Отправив в степи Ильдара с его черными клобуками и хана берендеев громить ясов и касогов, великий князь сразу же двинулся к Семендеру. Это была столица вассального княжества Хазарского каганата с небольшим войском. Святослав быстро и почти без потерь взял ее штурмом, позволив вассальному князю вместе с семьей бежать в горы.
Это была милость, которую великий князь оказывал лишь тем крепостям, в которых не встречал серьезного сопротивления. Взяв богатую добычу во дворце вассального князя, он тут же быстрыми маршами направился к хазарской крепости Семикара, запиравшей выход к побережью Черного моря.
За это время легкие подвижные лучники Ильдара, измотав в скоротечных налетах ясов, оттеснили их к восточному склону Кавказских гор, прижав к Каспийскому морю. Тяжелая конница берендеев вела успешные бои с упрямыми касогами. Те были и многочисленнее, и опытнее ясов, именно от их налетов берендеи и защищали степные подходы к Киевскому Великому княжению. Они знали способы нападений и защиты противника, но и касоги тоже хорошо знали, с кем имеют дело, и умело этим пользовались.

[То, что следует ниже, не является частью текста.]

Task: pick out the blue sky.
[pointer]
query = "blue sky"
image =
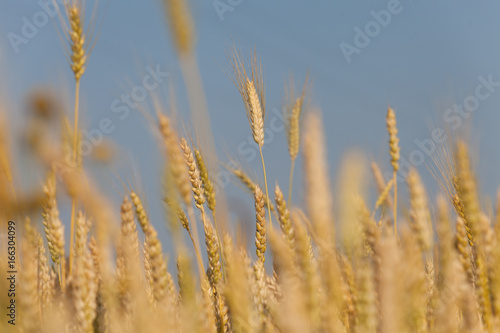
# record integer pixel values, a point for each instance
(426, 58)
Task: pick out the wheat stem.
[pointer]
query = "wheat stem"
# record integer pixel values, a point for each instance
(265, 184)
(395, 207)
(75, 159)
(196, 242)
(290, 182)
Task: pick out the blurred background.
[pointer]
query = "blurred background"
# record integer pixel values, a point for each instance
(436, 63)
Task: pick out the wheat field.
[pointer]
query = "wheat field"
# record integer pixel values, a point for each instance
(366, 266)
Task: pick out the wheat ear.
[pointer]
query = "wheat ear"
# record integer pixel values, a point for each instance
(292, 111)
(54, 229)
(260, 213)
(78, 60)
(284, 217)
(394, 152)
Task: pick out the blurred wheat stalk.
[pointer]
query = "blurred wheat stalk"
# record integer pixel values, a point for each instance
(348, 270)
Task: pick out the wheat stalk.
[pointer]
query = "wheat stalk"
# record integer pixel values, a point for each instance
(394, 152)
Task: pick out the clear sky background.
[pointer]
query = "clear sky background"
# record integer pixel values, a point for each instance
(426, 58)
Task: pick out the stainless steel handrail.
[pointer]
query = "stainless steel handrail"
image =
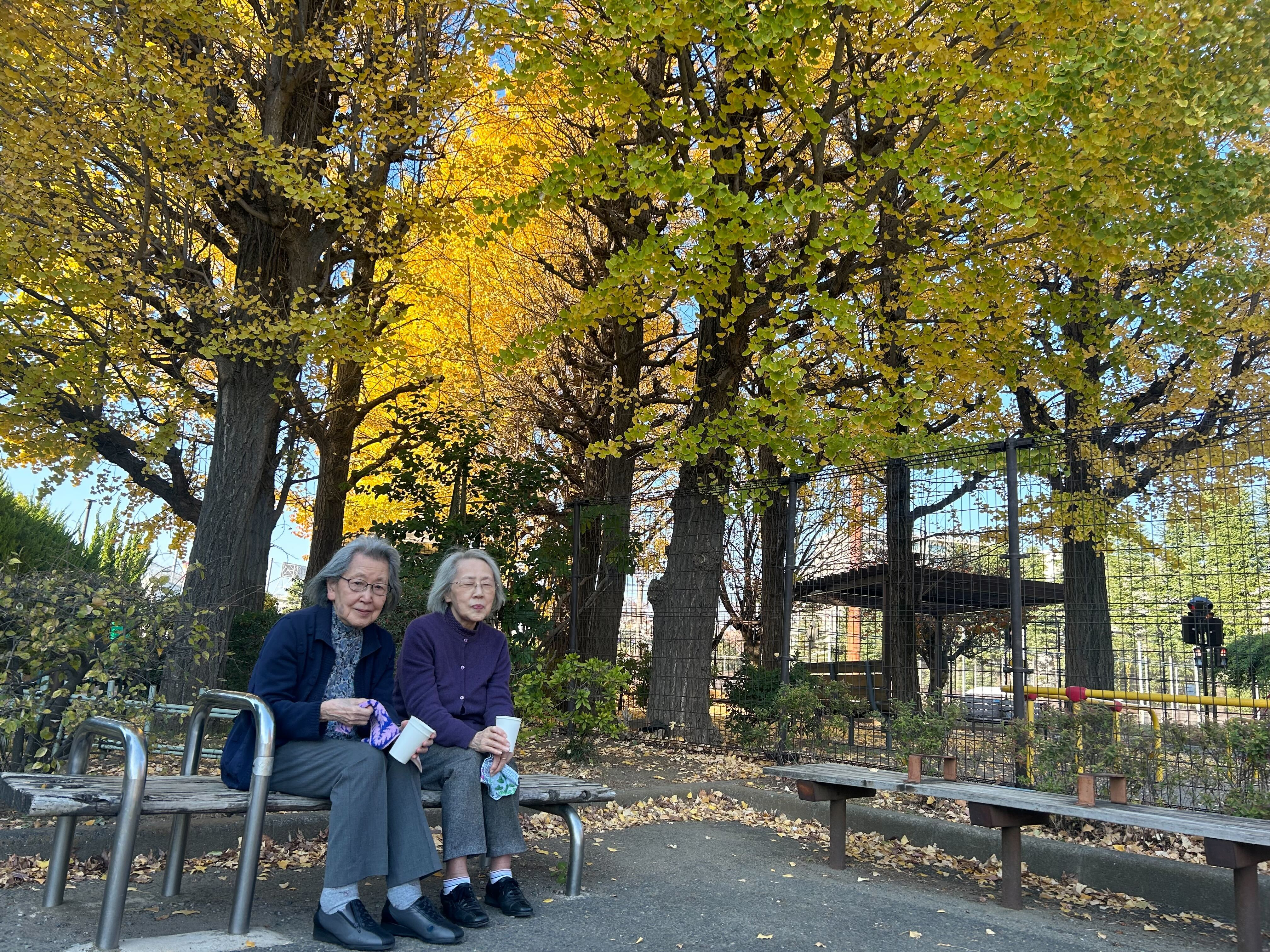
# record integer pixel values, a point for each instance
(136, 761)
(253, 830)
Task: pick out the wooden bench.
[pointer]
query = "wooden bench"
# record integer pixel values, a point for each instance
(73, 795)
(1230, 842)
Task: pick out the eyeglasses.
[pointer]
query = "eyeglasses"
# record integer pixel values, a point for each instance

К этому времени Святослав появился перед хазарской крепостью Семикара, прикрывающей выход к Азовскому морю. Предложив гарнизону сдаться на милость и получив отказ, он тут же, сходу, повел свое немногочисленное войско на штурм.
Крепость великий князь взял «на копье», то есть штурмом, и никого не щадил. Остатки гарнизона были уничтожены полностью. Морозко умолил его пощадить мирное население, сорок голов ни в чем не повинных мужчин все-таки были зарезаны ради языческой тризны.
За Семикаром располагались еще две крепости с малыми гарнизонами. Беглецы из взятого на копье Семикара настолько напугали их защитников, что никто более Святославу не сопротивлялся.
— Ступайте в свою Хазарию и расскажите всем, что я навсегда отрезал каганат от Черного моря, — сказал он, отпуская гарнизоны. — Жители могут остаться, если принесут мне роту на верность.
Жители так и сделали. Великий князь оставил в укрепленных пунктах своих легкораненых и пожилых дружинников. Так же поступил и Морозко. Именно эти оставленные дружинники и создали впоследствии Тмутараканское княжество на Руси.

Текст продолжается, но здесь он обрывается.